The Touch of a God

I was raised in the Lutheran Church. The idea that God had allowed Himself to be embodied in the form of Jesus was omnipresent. He was not merely physical, though, He was human, and He had human experiences. Thus, He “could be approached as a broken body on a cross, as a baby nursing at his mother’s breast, or as a young man embracing a friend” (29). 



I never fully grasped what this could mean because Jesus is no longer a physical presence in this world. His body was, in fact, minimized. As Protestants, the image of the crucifix, the Jesus who is in the midst of his agony, was not what we were taught to prize. Rather, we should venerate the empty cross. A pastor once said in a sermon that “Jesus isn’t on the cross anymore. Why dwell on Jesus’s suffering? What matters is that he rose again!” We were taught to see him as his spiritual self – his God self – not his human self.

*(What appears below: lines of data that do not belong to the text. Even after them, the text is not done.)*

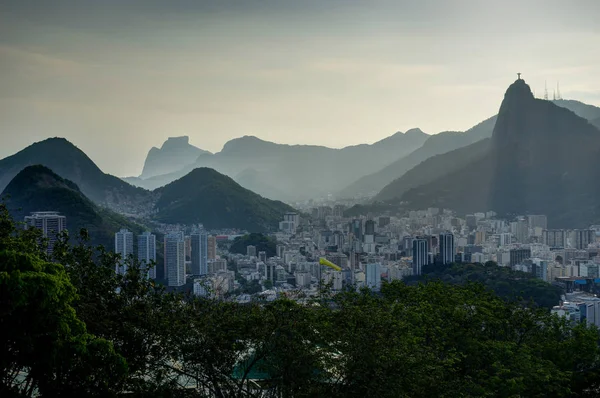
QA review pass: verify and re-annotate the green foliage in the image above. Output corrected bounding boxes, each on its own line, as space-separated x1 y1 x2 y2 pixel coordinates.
0 204 127 397
407 262 562 309
2 206 600 397
3 165 145 248
154 167 294 232
229 233 277 257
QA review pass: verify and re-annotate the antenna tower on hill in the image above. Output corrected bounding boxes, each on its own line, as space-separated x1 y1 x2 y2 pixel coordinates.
556 82 562 100
544 81 548 100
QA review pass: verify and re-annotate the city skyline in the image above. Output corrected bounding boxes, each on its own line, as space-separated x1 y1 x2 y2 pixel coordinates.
1 0 599 175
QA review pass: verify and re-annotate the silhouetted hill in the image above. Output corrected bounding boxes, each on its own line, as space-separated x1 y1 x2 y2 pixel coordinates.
552 99 600 121
376 138 492 201
593 117 600 130
154 168 295 232
140 136 211 179
2 165 143 248
339 116 497 198
126 130 429 201
398 79 600 228
0 138 149 208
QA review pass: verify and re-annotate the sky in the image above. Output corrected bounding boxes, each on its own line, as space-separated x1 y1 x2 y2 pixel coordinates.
1 0 599 176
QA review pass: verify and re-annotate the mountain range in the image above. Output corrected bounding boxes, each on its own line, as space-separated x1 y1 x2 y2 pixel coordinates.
0 138 150 211
374 96 600 205
2 165 144 248
339 116 498 198
123 129 430 201
392 79 600 228
0 140 296 233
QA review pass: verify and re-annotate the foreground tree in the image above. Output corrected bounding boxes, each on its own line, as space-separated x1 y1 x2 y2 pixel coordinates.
0 205 127 397
2 203 600 397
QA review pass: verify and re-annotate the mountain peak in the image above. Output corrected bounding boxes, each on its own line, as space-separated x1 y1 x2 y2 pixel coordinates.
161 136 190 149
405 128 426 136
140 136 209 179
502 78 535 104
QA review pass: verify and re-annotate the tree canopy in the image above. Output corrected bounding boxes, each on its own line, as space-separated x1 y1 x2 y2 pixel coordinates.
1 203 600 397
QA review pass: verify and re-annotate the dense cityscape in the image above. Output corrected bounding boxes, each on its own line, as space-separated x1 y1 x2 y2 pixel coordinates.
25 204 600 327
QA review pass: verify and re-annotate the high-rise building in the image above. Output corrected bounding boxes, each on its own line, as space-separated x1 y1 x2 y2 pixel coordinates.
412 238 429 276
402 236 414 255
511 218 529 243
366 263 381 291
207 235 217 260
323 270 343 290
378 216 391 228
247 245 257 257
439 232 455 265
510 248 531 268
191 231 208 276
24 211 66 255
184 235 192 260
571 229 593 250
138 232 156 279
276 244 286 258
542 229 566 248
264 263 276 282
326 253 349 269
498 233 512 247
279 212 300 233
365 220 376 236
165 233 185 287
465 215 477 231
258 251 267 263
350 219 363 242
528 215 548 230
114 228 134 275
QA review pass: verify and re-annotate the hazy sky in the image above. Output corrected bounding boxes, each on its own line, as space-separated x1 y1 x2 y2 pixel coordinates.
1 0 599 176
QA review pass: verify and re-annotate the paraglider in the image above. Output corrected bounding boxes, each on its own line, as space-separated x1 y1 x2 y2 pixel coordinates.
319 257 342 271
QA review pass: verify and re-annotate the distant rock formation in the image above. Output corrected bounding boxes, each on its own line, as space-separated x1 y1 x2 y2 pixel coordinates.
396 78 600 228
140 136 211 179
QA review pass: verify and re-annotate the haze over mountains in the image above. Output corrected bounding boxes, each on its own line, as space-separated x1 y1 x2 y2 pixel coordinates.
0 138 150 210
391 79 600 228
3 165 143 248
1 78 600 230
123 129 430 201
122 96 600 204
140 136 211 179
0 140 295 232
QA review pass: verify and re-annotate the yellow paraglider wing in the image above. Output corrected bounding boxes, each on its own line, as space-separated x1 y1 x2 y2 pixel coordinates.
319 257 342 271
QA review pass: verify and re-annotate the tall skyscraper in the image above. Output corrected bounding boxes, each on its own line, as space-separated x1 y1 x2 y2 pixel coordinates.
247 245 257 257
165 233 186 287
412 237 429 276
350 219 363 242
439 232 455 265
207 235 217 260
511 218 529 244
510 248 531 268
24 211 66 255
366 263 381 291
114 228 134 275
138 232 156 279
191 231 208 276
571 229 593 250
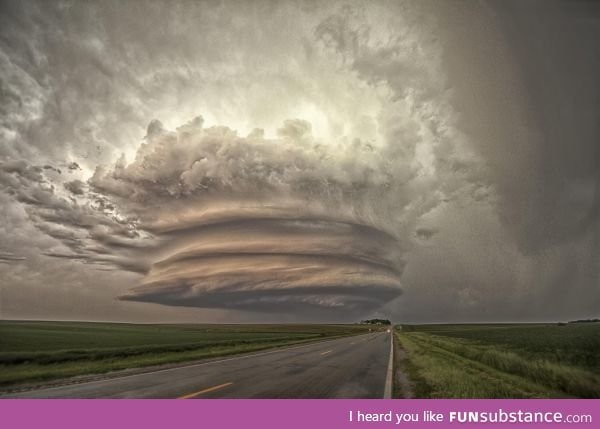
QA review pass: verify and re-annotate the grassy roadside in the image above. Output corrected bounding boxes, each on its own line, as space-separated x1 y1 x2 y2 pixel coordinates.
0 321 370 390
392 329 415 399
393 331 430 398
393 323 600 398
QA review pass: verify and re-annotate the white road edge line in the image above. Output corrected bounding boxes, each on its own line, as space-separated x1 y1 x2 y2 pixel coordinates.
383 330 394 399
12 332 377 394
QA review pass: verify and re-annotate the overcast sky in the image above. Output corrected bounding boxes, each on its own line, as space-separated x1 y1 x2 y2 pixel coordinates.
0 0 598 323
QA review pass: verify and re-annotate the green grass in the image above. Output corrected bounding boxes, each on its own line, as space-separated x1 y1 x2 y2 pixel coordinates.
0 321 370 389
395 323 600 398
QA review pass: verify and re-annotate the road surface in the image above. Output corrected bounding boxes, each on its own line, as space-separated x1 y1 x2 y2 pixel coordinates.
4 331 393 399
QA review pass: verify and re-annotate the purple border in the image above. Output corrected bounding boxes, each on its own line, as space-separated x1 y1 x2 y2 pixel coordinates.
1 399 598 429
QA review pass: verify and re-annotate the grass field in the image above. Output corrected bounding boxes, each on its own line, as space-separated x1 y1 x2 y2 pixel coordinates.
395 323 600 399
0 321 371 389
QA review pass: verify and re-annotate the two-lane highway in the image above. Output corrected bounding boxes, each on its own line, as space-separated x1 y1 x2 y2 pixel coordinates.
4 331 392 399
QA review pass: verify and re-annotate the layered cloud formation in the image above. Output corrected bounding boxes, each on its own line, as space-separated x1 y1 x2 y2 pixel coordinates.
87 116 419 314
1 105 476 315
0 0 598 322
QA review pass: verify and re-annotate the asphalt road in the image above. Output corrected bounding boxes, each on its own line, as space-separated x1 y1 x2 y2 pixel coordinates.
5 331 393 399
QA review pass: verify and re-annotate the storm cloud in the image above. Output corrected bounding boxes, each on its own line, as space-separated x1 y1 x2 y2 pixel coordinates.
0 0 598 322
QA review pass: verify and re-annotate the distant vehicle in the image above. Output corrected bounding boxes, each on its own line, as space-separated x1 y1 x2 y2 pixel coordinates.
386 329 391 333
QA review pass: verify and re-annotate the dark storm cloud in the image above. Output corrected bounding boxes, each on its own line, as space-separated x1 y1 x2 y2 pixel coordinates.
121 216 404 313
483 0 600 253
388 0 600 322
84 115 433 313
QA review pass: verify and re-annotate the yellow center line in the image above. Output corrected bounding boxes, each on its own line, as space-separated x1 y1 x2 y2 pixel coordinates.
320 350 332 356
177 382 233 399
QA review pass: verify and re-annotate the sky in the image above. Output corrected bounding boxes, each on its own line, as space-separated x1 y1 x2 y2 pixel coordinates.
0 0 598 323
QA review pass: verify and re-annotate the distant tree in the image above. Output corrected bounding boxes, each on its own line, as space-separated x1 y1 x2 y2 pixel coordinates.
360 318 391 325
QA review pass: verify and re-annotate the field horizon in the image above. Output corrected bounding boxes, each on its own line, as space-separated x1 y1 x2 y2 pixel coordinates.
1 320 598 398
394 322 600 399
0 320 377 392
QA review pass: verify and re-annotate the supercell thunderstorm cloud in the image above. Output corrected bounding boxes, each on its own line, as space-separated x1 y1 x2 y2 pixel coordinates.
81 110 444 315
0 1 598 322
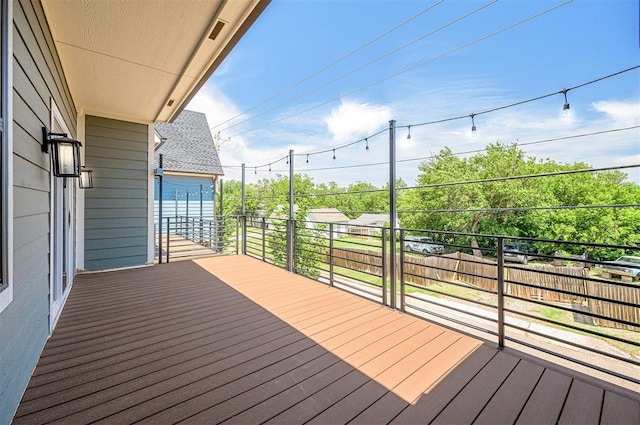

In my current pagan practice, my understanding of the deities is far different. They are not completely physical. I can feel their presence in the way you might feel someone’s eyes on you, or in a shift in the room, but I don’t expect to be able to literally feel them, to touch their skin and hair or whatever it is a deity might have. That doesn’t necessarily mean that they would be unable to touch me. 


In a sort of waking dream, a tall, pale-blond man with dark eyes stood over me in bed. He reached out his hand – only one, the other stayed hidden behind his back – and set it on my chest. Then, he began to tap. First slowly, then faster, until he mimicked my heartbeat. His hand was cold and light, almost like the skin of a lizard. I was not afraid of him, but I was not filled with any sense of joy either. I had no sensation of waking up, only of suddenly being aware that I was, and that the strange man had gone.


This experience is among the more confusing to me. Seeing or hearing a spirit or deity is easy to brush off, to pretend it was just a trick of the mind. Being touched is hard to imagine. Something caused me to feel a pressure against my chest. Something caused me to feel that rhythmic tapping.